What We've Been Up To;
We've been working at mastering a sippy cup! She's doing better at it but still prefers to be feed by someone else. (she's not sick in this picture by the way)She's also finally become un-constipated. I won't show you that picture, the poor thing! We saw her Dr on Thursday about her weight and constipation. He's not too concerned about her weight but he does want us to see the surgeon again and this time talk to his nutritionist too. He's put her on a daily stool softener that will be mixed in with a formula bottle. So far she hasn't been too happy about the formula. She hasn't had either of them wile she's been sick. The stool softener for obvious reasons and the formula because she's refusing it and all other solids. Hopefully (once she's better) the two of them will help her become more regulated and help her gain some more weight.
4th Times A Charm!
She's finally finally finally passed her car seat challenge!! The 1st time in the new car seat she screamed for the whole hour! Her pulse ox numbers were in the low 90's and her breathing rate was between 14-20. The 2nd time she slept for the last 15 min and her numbers were in the mid 90's and between 40-50. (b.t.w. they fail if the numbers go below 90) Ironically most babies numbers are worse when they are asleep.Here she is in her new car seat!! We're still not completely sold on how good of a thing this is for her. She still seems to be having a lot of difficulty breathing in it and she screams if you go over any bump. She has odd shaped vertebrae so we're not sure if she's in pain when we go over bumps. Even though she's really padded in there she still jiggles around a lot and with her low muscle tone she has a lot of difficulty keeping her self upright and secure. I think we would feel a lot more comfortable if she were in something different but there is nothing on the market that really works for her. I've been looking into adaptive equipment so hopefully it will just be a case of adding more padding and support than having to get another new car seat.
Trot Trot To Boston
On Friday we went into Boston to see our geneticist there. So far all of the testing they've done has come back normal. So normal metabolism, no marfan and not the syndrome similar to marfan. We had a orthopedic specialist look at her who has treated Juene syndrome before. He doesn't think it's Juene's at least not a sever form of it. Right now her DNA and x-rays are out in California at a place that deals with the most Juene cases. They'll be able to do some testing and tell us if it's a form of Juene's or not. The newest thing they are looking at is some thing that abbreviates to UPD14. For some genes you need a copy from each parent. Sometimes something goes wrong and you get two copies from one parent and none from the other. In Amber's case she fits the description for getting two copies from her dad. So on Friday the hubs and I got out blood tested to see if this is what she has. I'm being vague about this one because it usually has mental retardation along with it and Amber is the exact opposite, this is why the Dr isn't convinced it's what she's has. Basically it's more wait and see. In the mean time she is trying to get us in to see pulmonary and endocrinologist specialists at Children's.
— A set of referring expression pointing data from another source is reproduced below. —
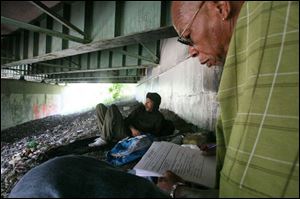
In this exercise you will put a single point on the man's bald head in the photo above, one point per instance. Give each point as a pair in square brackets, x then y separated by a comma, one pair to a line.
[206, 26]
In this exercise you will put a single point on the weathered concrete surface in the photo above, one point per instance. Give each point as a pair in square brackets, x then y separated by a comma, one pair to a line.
[186, 87]
[22, 101]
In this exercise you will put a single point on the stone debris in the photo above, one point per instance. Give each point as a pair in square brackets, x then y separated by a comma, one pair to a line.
[23, 146]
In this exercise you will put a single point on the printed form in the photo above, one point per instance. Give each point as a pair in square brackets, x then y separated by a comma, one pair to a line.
[187, 163]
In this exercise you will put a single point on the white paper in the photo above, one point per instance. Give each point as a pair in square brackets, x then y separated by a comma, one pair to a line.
[187, 163]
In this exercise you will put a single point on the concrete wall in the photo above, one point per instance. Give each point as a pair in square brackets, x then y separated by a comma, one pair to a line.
[187, 88]
[22, 101]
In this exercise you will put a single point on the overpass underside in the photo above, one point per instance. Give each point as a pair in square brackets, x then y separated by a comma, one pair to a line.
[86, 41]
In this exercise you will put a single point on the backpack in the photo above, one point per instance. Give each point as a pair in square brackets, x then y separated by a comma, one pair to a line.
[129, 149]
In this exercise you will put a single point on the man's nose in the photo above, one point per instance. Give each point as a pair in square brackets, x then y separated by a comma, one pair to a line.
[193, 51]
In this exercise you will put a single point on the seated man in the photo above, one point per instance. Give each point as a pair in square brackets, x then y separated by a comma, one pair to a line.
[145, 119]
[81, 176]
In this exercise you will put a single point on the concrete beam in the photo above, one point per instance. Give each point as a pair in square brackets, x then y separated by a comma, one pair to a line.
[151, 35]
[95, 70]
[20, 24]
[54, 65]
[55, 16]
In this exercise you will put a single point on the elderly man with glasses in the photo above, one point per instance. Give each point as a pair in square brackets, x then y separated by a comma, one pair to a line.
[258, 126]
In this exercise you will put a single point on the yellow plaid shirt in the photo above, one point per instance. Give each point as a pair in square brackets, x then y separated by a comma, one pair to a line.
[258, 125]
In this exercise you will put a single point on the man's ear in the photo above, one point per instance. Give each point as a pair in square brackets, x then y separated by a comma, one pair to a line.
[223, 8]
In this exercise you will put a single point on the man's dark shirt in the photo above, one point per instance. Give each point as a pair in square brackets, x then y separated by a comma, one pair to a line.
[145, 122]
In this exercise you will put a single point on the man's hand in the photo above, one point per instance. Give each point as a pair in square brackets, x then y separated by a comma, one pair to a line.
[166, 182]
[134, 132]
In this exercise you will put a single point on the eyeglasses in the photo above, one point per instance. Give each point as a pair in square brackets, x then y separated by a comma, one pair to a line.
[188, 41]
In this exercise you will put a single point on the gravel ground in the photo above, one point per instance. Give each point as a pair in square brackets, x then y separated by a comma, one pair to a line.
[28, 145]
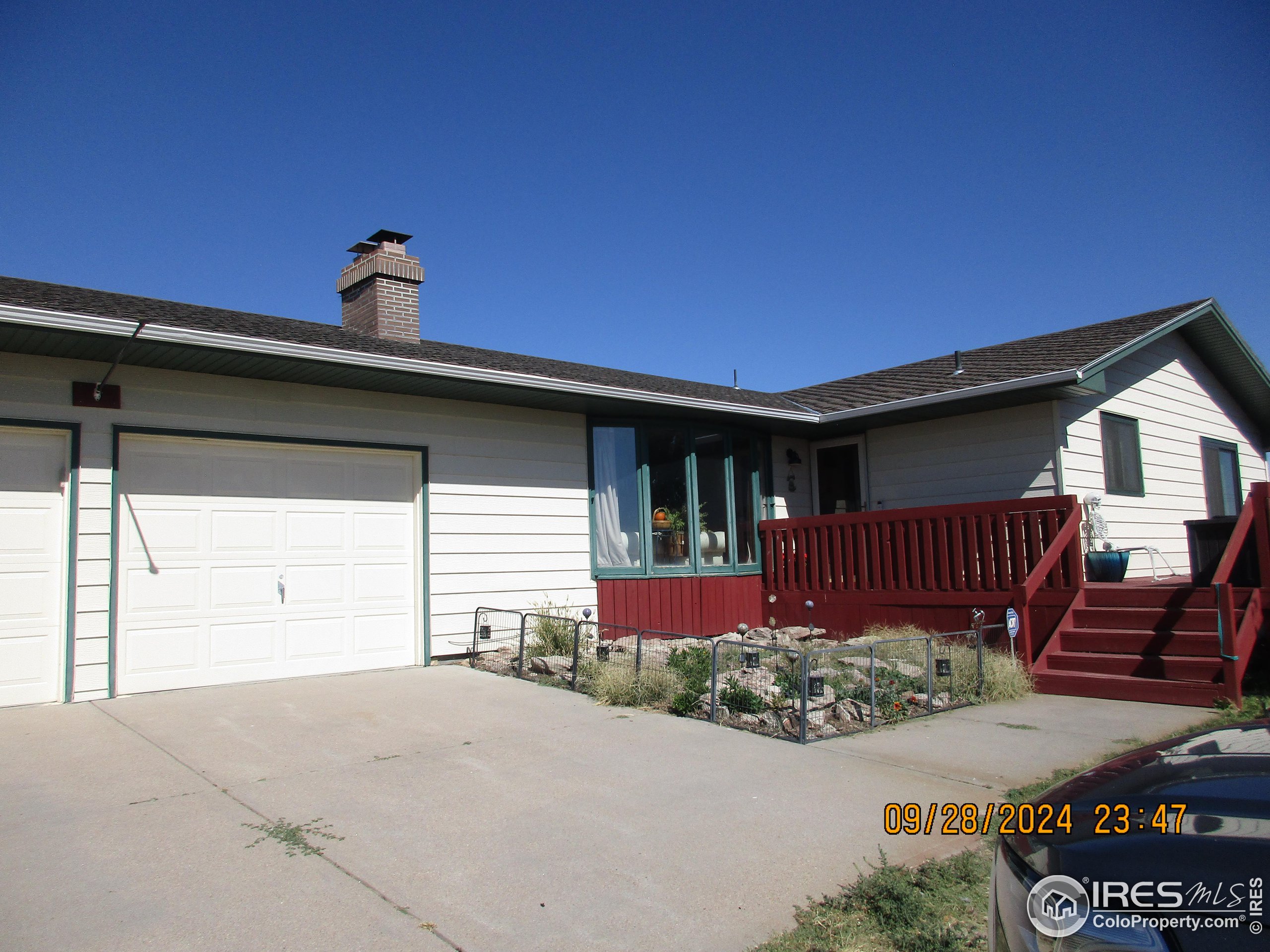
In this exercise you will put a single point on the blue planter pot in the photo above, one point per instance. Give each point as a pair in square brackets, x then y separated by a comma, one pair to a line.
[1107, 567]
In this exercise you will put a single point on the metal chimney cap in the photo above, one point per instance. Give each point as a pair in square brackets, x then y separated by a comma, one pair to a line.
[385, 235]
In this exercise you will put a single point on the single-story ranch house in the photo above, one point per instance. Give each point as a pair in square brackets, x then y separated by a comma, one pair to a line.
[192, 495]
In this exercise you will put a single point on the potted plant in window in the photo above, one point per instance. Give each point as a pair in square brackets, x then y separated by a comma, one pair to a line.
[677, 521]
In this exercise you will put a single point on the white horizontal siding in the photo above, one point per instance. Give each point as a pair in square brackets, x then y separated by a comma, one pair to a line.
[508, 521]
[1176, 402]
[971, 459]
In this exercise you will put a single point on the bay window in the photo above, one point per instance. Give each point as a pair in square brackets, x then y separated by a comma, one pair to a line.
[674, 499]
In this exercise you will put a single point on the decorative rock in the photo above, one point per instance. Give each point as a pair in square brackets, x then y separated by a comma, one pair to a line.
[761, 681]
[556, 665]
[860, 711]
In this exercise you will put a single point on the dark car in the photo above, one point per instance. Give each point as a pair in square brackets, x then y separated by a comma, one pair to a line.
[1164, 848]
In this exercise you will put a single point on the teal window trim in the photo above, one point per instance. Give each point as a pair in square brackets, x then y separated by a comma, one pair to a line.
[1119, 420]
[760, 450]
[73, 429]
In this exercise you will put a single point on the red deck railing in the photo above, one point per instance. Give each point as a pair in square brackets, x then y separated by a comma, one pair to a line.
[929, 567]
[972, 547]
[1236, 644]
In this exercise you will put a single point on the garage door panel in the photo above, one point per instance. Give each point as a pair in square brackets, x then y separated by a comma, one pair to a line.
[318, 480]
[154, 531]
[316, 584]
[28, 531]
[243, 587]
[251, 643]
[381, 531]
[243, 476]
[381, 582]
[164, 591]
[168, 649]
[384, 484]
[316, 638]
[235, 531]
[382, 633]
[333, 526]
[30, 599]
[316, 532]
[35, 468]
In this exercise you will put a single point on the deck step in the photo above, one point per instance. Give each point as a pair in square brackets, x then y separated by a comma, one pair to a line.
[1147, 619]
[1105, 595]
[1203, 670]
[1122, 642]
[1118, 687]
The biggest news we got was that they were both very surprised she hadn't broken any bones or been really sick. As we're finding out her being sick isn't like other babies. She doesn't have the reserve to fight things off, she can't expand her lungs like us to cough or clear mucus. It's very hard to watch her choke and sputter and not be able to do anything about it.
I've got to get back to taking care of this sick baby. Hopefully our life will go back to our normal sometime soon!